Does the hon. Lady agree that it is not just a case of headline corporation tax rates—for instance, ours compared with Luxembourg’s—but about the special deals that those companies can do with the authorities in Luxembourg, the Republic of Ireland or the Netherlands, through which they pay very little tax and export their profits to tax havens? Does she agree that we need to do more at European level to ensure that those sorts of special deals do not happen in one jurisdiction in a way that disfavours another jurisdiction?

Jackie Doyle-Price (Thurrock, Conservative)

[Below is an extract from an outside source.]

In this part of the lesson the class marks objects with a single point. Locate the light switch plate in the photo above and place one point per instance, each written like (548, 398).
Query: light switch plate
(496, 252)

I suspect this will be a rare occasion, but I totally agree with the hon. Gentleman. The important point to which he alludes is that we cannot afford to take unilateral action in this area. We live in a global marketplace, and in reality some countries—even members of the EU—are perhaps less honourable in their dealings under tax treaties than we are. We all need to be a lot more savvy and a bit more mature about what will make our tax system more efficient and competitive, and that comes down to simplifying rates.

Paul Farrelly mentioned the sweetheart deals made by other countries. In that respect, I would like to highlight the issue of Google. Google is an internet firm, but the language of the internet is English, so why would a company such as Google choose Ireland over Britain? It can only have been because of the offers made to it. Again, we need to use the institutions of the EU to ensure a level playing field and a genuine single market. We need to recognise that companies will locate where they like and make sure that everybody is doing their bit to ensure a genuinely competitive market between states.

In response to the comments of my hon. Friend the Member for Stevenage, I mentioned the issue of consumer power. Perhaps the most telling thing about what has happened since the PAC’s inquiry is how Starbucks has reacted. Amazon and Google are in near-monopoly positions, so competition cannot make them change their behaviour. There is no doubt that the negative publicity Starbucks faced following our inquiry forced it to make its gesture of offering to pay more corporation tax. We are in the bizarre position where that company seems to behave as if the amount of tax it pays is very much a voluntary contribution. It is incumbent on the Treasury and HMRC to make it clear that such a practice will not be tolerated.

I wish to highlight another issue that the Committee found when it examined Starbucks and the more sinister impact it had on the marketplace here in the UK. This comes back to the degree to which the ability to export taxes on profits enables these companies to engage in anti-competitive behaviour. Despite the phenomenal growth in the presence of Starbucks throughout the UK, we were told throughout our inquiries that Starbucks had made no profits here. We were also told that Starbucks was committed to expanding its operation, as its presence in the UK was important to it. Those two statements simply do not add up. If we look a little more deeply, we find that it seems the most significant losses were run up during a bidding war with Coffee Republic for certain sites on our high streets, with the result being that Starbucks entered into more expensive contracts for property and Coffee Republic was reduced to having a mere fraction of the stores it had had hitherto. So we are talking about a global provider engaging in very aggressive anti-competitive behaviour against a home-grown provider, and the tax system, in effect, subsidising it to do so. I would like the Minister and the Treasury to reflect on the extent to which that sort of behaviour gives unfair competitive advantages to foreign providers.

I am running out of time, so I shall just come back to one point: we cannot afford to act unilaterally. I call on the Government to make full use of relationships in the G20, the OECD and the EU to lead a global effort to tackle these unfair and uncompetitive practices.


  1. I really do wish that JDP would concentrate on local issues rather than speaking about matters, no doubt instructed to by her whips.